En effet, le financement du cycle d’exploitation contrairement à la logique classique dans nos TPE ne constitue guère un levier du financement du cycle d’investissement. Il est fondamental d’inscrire ce débat du financement sur la volonté de son promoteur à étendre son activité. L’aptitude pour un entrepreneur d’étendre son réseau d’affaire est fondamentale, dépassant la dépendance du pouvoir discrétionnaire de son environnement culturel.
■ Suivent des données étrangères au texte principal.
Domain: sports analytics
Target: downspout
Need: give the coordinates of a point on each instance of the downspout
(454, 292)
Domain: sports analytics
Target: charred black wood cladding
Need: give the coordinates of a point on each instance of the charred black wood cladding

Les études se sont généralement attardées sur l’entrepreneur comme acteur risquophobe sans toutefois s’intéresser au débat d’acteur agi ou acteur conscient. Les deux hypothèses confirmées montrent davantage le caractère limité de l’entrepreneur dans sa rationalité. De ce pas, le flou informationnel retrouvé dans le partenariat repose sur son caractère informel adopté par l’entrepreneur ; ce qui rend difficile une évaluation du besoin en fond de roulement. Il est intéressant de noter quelques limites au questionnement du financement du cycle d’exploitation.
Ces études gagneraient à entrer en profondeur sur une étude longitudinale, constructive, voire comparative afin de mesurer véritablement le potentiel, voire l’effet de synergie du mix déterminants culturels/financement du cycle d’exploitation. Pour autant, l’environnement culturel devra constituer un levier du développement, voire de la transformation de la TPE en une multinationale. En effet, situer le financement du cycle d’exploitation entre conservatisme et conquête à partir d’une étude comparative serait une piste de recherche prometteuse.